Threading in PHP - WTF?
This page aims to give some technical insight into what’s required to get threading in PHP, and why every threading extension for PHP sucks.
PHP is not designed for this!
Because almost all use-cases for PHP involve serving web requests (which typically last a few seconds at most, and are mostly I/O bound, not needing the use of many CPU cores), PHP’s development for most of its 20+ year lifetime has been focused on optimizing for that use-case. As a result, the interpreter is heavily optimized for single-threaded user code, and there are no provisions made for sharing any important data structures between threads. This makes it especially difficult to support threading in an extension.

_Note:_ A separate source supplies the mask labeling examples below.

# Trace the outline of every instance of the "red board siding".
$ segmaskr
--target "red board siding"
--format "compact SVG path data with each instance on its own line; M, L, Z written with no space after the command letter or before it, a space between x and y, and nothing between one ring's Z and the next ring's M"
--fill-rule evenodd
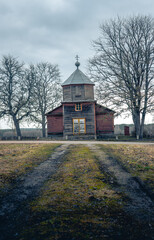
M96 115L96 131L97 133L113 133L114 132L113 114Z
M63 116L47 116L48 133L63 132Z

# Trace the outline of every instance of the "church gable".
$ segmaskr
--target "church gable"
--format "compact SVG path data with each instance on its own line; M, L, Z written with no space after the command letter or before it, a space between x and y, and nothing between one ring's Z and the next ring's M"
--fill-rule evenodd
M96 103L94 83L77 69L62 84L62 104L46 114L48 136L94 139L114 133L114 111Z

Almost everything must be copied
Every complex data structure in PHP is non-thread-safe. This applies to userland types such as arrays, objects, strings, and resources, and also applies to things you might not expect - functions, classes, and constants. Reference counts on these data structures are not atomic, and the Zend Engine’s memory manager goes out of its way to prevent stuff from being shared between one thread’s memory manager and another.

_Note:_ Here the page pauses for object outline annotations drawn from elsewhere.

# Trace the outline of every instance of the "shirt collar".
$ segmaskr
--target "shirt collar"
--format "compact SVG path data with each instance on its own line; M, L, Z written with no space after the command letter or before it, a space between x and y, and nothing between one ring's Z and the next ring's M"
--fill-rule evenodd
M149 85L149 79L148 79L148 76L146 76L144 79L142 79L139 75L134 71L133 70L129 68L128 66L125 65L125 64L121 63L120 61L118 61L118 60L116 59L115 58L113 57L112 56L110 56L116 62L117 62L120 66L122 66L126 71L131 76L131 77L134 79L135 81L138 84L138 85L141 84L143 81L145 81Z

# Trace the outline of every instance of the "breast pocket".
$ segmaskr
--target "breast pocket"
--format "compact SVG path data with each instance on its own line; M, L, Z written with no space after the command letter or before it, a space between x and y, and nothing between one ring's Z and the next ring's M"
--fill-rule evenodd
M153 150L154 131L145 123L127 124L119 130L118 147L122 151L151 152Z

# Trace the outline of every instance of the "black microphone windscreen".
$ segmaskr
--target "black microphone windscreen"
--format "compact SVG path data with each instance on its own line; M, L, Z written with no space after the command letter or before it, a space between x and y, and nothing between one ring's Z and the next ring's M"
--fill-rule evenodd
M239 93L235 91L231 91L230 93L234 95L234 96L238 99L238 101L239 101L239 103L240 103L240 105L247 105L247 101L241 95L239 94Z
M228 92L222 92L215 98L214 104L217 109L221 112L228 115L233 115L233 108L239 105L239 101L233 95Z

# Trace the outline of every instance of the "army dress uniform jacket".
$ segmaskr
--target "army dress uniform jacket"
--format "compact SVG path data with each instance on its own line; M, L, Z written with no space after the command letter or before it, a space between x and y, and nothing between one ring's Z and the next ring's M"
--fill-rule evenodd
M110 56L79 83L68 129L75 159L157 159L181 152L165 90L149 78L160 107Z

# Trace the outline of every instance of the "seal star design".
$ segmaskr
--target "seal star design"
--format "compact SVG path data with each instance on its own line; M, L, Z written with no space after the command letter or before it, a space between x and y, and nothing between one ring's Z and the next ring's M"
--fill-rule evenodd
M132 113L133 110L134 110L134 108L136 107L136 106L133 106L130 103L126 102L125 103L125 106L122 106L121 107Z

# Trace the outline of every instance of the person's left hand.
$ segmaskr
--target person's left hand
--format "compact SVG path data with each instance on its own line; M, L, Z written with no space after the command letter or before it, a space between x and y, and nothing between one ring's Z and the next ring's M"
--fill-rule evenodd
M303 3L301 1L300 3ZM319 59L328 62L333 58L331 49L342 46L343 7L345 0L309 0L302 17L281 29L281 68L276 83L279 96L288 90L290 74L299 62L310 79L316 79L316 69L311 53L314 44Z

This means all of these things must be copied in order to get them from one thread to another, which makes passing large data from one thread to another very expensive, and therefore severely limits the viable use cases of PHP threading. The CPU cost of copying the required data onto the target thread can easily exceed the time saved by threading.
The only viable use cases are those which require relatively little transfer of data between threads but have relatively large time cost. Currently, PocketMine-MP only uses threads for world generation, lighting calculation, network compression, some internal network systems, and the occasional cURL request.
Threads don’t inherit anything
Every new thread in a ZTS build of PHP gets a completely new interpreter context. This means that no user classes are loaded (unless preloaded by OPcache).
Classes and functions aren’t shared (or shareable) between threads, and therefore must be copied, or otherwise reloaded, onto a new thread.
Code to copy class and function data structures from one thread to another makes up the majority of code in PHP threading extensions such as pthreads (and therefore the majority of the bugs).
Other extensions such as parallel reduce complexity by forcing the use of autoloaders to reload classes on new threads instead of copying them, but this imposes some limitations, since not all stuff can be autoloaded (e.g. anonymous classes). In addition, it still needs to be able to copy functions (since its unit of work is a closure).
To make matters worse, these internal data structures are subject to change from one PHP version to the next, meaning that this code often breaks, and is the main obstacle to upgrading PHP version in projects like PocketMine-MP.
ZTS (Zend Thread Safety)
The Zend Engine at the heart of the PHP interpreter provides two modes of operation.
NTS (Non Thread Safe) makes up the vast majority of PHP installations. In this mode, there may only be one interpreter context in a process. Thread safety is not usually needed in a typical PHP use-case, since a webserver just spins up a new PHP process for each request.
ZTS (Zend Thread Safe) is used to allow each webserver request to run in a new thread of the same process, rather than in a separate process. Each thread has its own independent interpreter context. This mode is typically used on Windows, where fork(2) is not available.
Neither of these modes is suitable for user threading. NTS is (obviously) not thread-safe, so accessing global state on different threads at the same time would lead to data races and possibly crashes.
ZTS is marginally less unsuitable. While ZTS enables running multiple independent threads of PHP code in the same process, it does so by making sure that each thread can’t access any state from other threads. This is great for webservers, where different requests shouldn’t be able to interfere with each other, but it’s a big obstacle for userland threading, where interaction between different threads is necessary.
Every threading extension made for PHP has built on top of the ZTS mode, and from there done an enormous amount of hacks to make different threads able to interact with each other, despite the limitations imposed by the Zend Engine.
Summary
Implementing threading properly into PHP would require a significant amount of changes to the PHP core. Due to the lack of significant community demand for user threading in PHP, it seems unlikely this will happen in the foreseeable future.
Therefore, threading in PHP will likely continue to be a fringe use case only provided by extensions, with all the limitations, hacks, headaches and performance issues that entails.